More information on PRACE and other successful project can be found here.

September 14, 2010
Best paper award at ICPP 2010 conference
Our Laboratory for Parallel Programming received the best paper award of the International Conference on Parallel Processing (ICPP), which currently takes place in San Diego, California. The award, which was assigned for the paper "Identifying the root causes of wait states in large-scale parallel applications", is shared by the authors David Böhme (AICES, JSC), Markus Geimer (JSC), Felix Wolf (GRS, JSC) and Dr. Lukas Arnold (JSC).
The ICPP conference provides a forum for engineers and scientists in academia, industry and government to present their latest research findings in any aspects of parallel and distributed computing.

September 6-10, 2010
Workshop "Introduction to Computational Fluid Dynamics"
In September, the workshop "Introduction to Computational Fluid Dynamics" will take place at the German Research School for Simulation Sciences in Aachen.

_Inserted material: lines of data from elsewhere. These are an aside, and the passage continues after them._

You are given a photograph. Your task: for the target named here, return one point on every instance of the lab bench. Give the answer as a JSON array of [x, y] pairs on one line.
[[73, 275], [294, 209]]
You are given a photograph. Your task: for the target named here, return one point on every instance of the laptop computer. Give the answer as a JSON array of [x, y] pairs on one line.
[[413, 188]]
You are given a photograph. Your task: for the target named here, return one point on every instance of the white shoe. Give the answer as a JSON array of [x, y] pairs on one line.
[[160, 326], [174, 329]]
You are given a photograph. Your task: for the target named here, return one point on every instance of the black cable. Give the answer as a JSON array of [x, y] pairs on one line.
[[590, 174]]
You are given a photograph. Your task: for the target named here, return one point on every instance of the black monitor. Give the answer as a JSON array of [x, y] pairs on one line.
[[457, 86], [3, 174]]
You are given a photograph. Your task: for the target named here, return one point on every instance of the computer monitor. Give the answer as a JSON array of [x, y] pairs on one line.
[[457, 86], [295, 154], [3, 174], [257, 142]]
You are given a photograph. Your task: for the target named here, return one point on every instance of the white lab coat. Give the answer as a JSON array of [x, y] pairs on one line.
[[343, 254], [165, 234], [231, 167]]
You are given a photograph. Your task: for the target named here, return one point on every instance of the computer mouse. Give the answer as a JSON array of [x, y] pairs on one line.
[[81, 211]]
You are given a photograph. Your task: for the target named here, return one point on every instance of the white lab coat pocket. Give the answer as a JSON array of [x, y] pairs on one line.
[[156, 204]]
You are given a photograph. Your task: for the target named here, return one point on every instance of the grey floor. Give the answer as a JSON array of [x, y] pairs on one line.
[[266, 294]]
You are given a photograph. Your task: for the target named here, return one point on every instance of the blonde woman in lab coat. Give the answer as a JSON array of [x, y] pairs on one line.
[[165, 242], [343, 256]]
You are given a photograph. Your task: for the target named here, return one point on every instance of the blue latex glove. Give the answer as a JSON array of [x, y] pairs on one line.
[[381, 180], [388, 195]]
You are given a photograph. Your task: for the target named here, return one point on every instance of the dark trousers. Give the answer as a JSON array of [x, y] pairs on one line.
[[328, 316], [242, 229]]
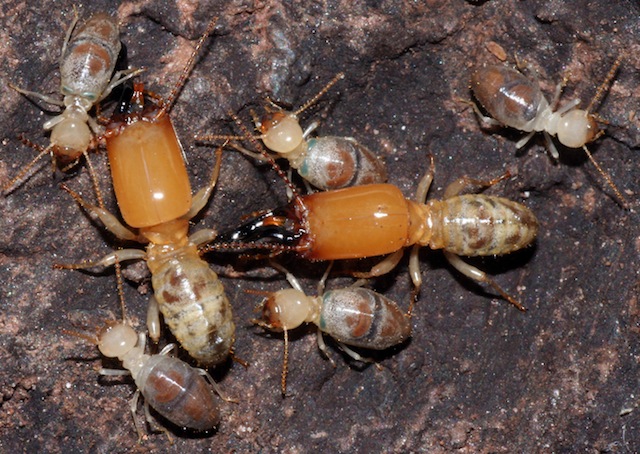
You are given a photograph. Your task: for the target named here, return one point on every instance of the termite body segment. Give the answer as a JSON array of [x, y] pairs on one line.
[[87, 63], [372, 220], [384, 221], [516, 101], [353, 316], [327, 162], [147, 164], [174, 389], [154, 194]]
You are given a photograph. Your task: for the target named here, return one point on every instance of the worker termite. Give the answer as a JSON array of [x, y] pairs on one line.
[[353, 316], [87, 62], [170, 386], [328, 162], [514, 100], [372, 220], [154, 195]]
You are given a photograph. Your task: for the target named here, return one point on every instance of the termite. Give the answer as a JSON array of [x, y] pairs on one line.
[[353, 316], [372, 220], [177, 391], [154, 195], [516, 101], [328, 162], [87, 64]]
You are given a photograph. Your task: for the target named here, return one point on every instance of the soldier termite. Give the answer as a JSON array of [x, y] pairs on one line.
[[170, 386], [87, 62], [328, 162], [353, 316], [515, 100], [371, 220], [154, 195]]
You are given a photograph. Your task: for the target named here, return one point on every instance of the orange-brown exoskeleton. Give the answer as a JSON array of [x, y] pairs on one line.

It deals with current numerical methods for Computational Fluid Dynamics, with lectures and hands-on sessions. More information can be found here.

August 1, 2010
Founding President Prof. Müller-Krumbhaar followed by Dr. Drewes on executive board, Prof. Behr new President
Prof. Heiner Müller-Krumbhaar, Founding President of the German Research School for Simulation Sciences, has officially retired from his position as member of the executive board. His successor is Dr. Norbert Drewes, Secretary General of JARA (Jülich Aachen Research Alliance) and new Vice President from August 1, 2010. Prof. Marek Behr, member of the executive board and Vice President since August 2008, has become the new President of the German Research School. 

July 2010
Prof. Koch part of Research Group 1346
Research Group 1346, which is funded by the German Research Foundation (DFG), comprises 25 scientists at 16 research institutions. The number stands for the topic “Dynamical Mean-Field Approach with Predictive Power for Strongly Correlated Materials”.
The DFG will initially fund this project for three years with a total volume of around € 2.4 million.
Prof. Eva Pavarini from the Institute of Solid State Research (IFF) will represent the project in Jülich. Due to her good experience with the Jülich supercomputers, the main objective of work at Jülich will be the simulation of strongly correlated systems with massively parallel supercomputers. In addition to the invaluable advantages of networking with working groups that rank top in the world, the research group will fund two positions for PhD students, one in the team of Prof. Eva Pavarini and one in the team of Prof. Erik Koch from the German Research School for Simulation Sciences (GRS). Prof. Koch is the second JARA scientist involved in the research group.